Donna Kerrigan

Photo: Courtesy of National Cancer Institute

In “Mere Christianity,” C.S. Lewis writes: “If I find in myself a desire which no experience in this world can satisfy, the most probable explanation is that I was made for another world.” I understand this insight more fully when I reflect on the earthly blessing of a mother’s love.

Contemplation of this doesn’t require a doctorate in theology. I’ve always found the bond between a mother and her son, from the latter’s perspective, to be the most uncomplicated of human relationships. She’s your mom and you love her, simple as that. It isn’t only gratitude for all the freshly baked chocolate-chip cookies, it’s much more.

Donna Kerrigan was a cancer research scientist who, despite working full-time in a laboratory when few other women did, somehow always drove me to and from soccer practice. A lifelong Catholic, she taught me there was no conflict between reason and faith. She saw them as complementary tools in pursuit of truth, in time and in eternity.

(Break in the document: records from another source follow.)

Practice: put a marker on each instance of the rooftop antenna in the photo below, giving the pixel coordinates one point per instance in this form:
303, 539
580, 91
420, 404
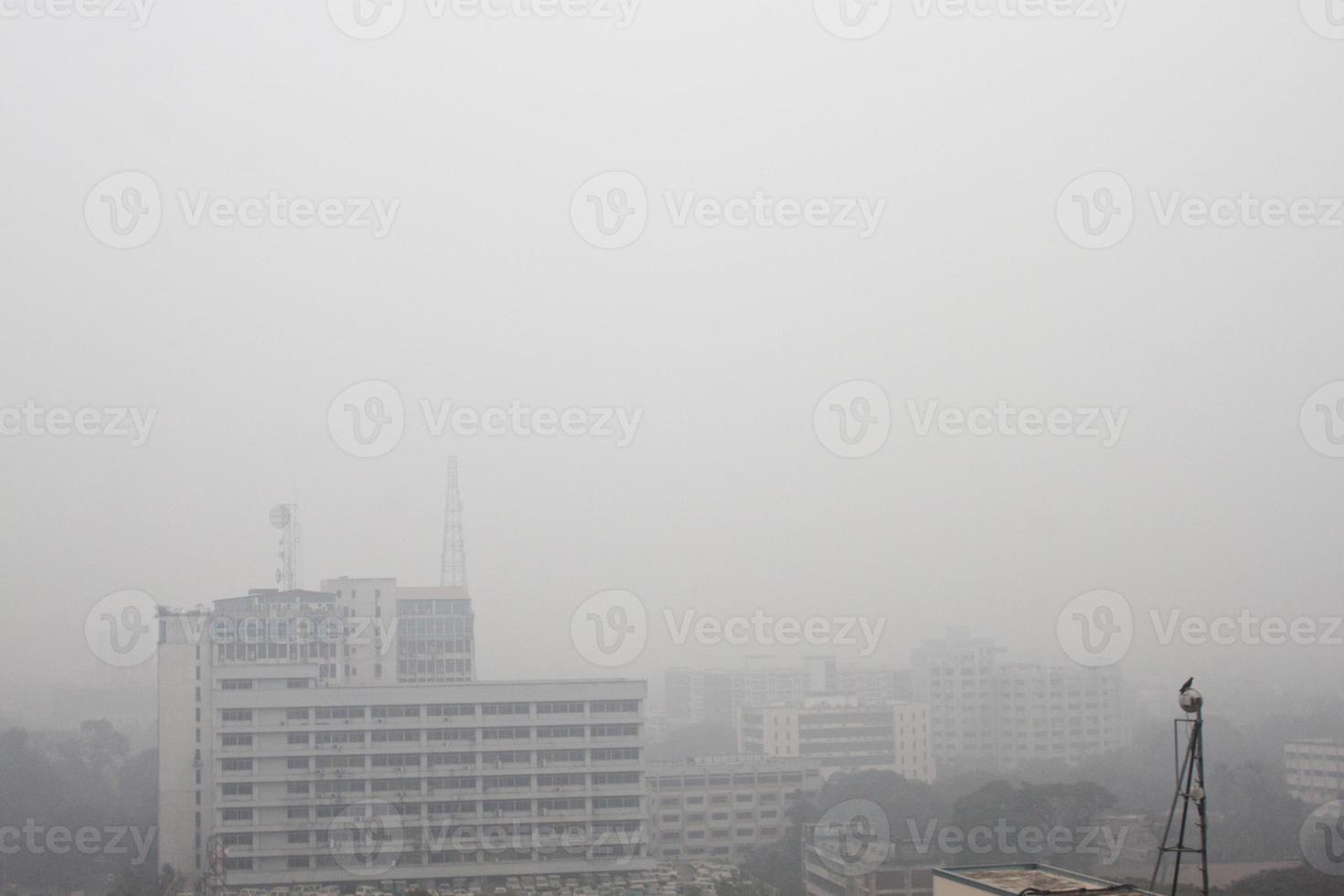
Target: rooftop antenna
285, 517
453, 572
1189, 790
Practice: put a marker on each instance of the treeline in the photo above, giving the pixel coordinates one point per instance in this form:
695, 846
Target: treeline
77, 809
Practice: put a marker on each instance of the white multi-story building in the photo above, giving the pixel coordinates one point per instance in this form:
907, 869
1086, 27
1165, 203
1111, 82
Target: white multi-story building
1057, 712
843, 735
717, 807
359, 632
955, 678
997, 715
715, 695
1315, 770
293, 753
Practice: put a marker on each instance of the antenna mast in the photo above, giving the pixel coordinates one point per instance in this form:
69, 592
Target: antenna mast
453, 572
285, 517
1189, 790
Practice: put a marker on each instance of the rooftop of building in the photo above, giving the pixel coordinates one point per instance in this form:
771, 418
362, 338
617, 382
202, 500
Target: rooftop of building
1034, 880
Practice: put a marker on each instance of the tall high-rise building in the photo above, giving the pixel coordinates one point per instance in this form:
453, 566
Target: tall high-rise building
715, 695
955, 678
304, 735
997, 715
843, 735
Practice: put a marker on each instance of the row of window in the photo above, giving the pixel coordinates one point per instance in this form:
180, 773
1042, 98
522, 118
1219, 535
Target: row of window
345, 713
469, 735
240, 815
465, 782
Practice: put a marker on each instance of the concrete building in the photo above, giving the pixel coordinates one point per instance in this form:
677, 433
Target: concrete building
991, 713
1064, 713
715, 695
311, 752
1315, 770
955, 678
846, 865
715, 809
843, 735
1014, 880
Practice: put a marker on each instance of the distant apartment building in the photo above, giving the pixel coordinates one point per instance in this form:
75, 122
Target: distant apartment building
715, 695
955, 678
1015, 880
357, 632
717, 809
302, 732
1315, 770
1063, 713
997, 715
843, 735
848, 864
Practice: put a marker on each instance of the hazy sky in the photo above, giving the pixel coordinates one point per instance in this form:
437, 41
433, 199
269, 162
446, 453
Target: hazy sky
484, 292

It wasn’t, however, all sunshine and rainbows. I nearly didn’t survive adolescence because of my mother’s advice. On her counsel, I asked a girl to the winter dance whom I knew the toughest guy in middle school liked, instead of my safer, original plan of waiting for him to ask and hoping she turned him down. The girl said yes; the young rowdy threatened, but thankfully never delivered, a beatdown; and I learned two lessons. First, it’s disrespectful to treat people like property. Second, fortune favors the bold.

Mom introduced me to the sly wisdom of “The Far Side,” the subversive wit of Monty Python and the sheer awesomeness of the Beatles’ “White Album.” Any of those could have been enough for induction into the parenting hall of fame, but all three assured her first-ballot admission.

Memories of her positive influence in my life are legion, yet the best evidence of the transcendence of a mother’s love is the spell it casts on its beloved. While the years have been good to my mom, I’m told she is aging. I say “I’m told” because whenever I gaze at her, I see only the cool lady in her mid-30s picking me up after soccer. In my mind’s eye, she is forever young.

Writer and historian Will Durant, interpreting Aristotle, said we are what we repeatedly do. Perhaps this is why I don’t see time’s effect on her. Good mothers are love itself, and that never grows old, in this world or the next.

Mr. Kerrigan is an attorney in Charlotte, N.C.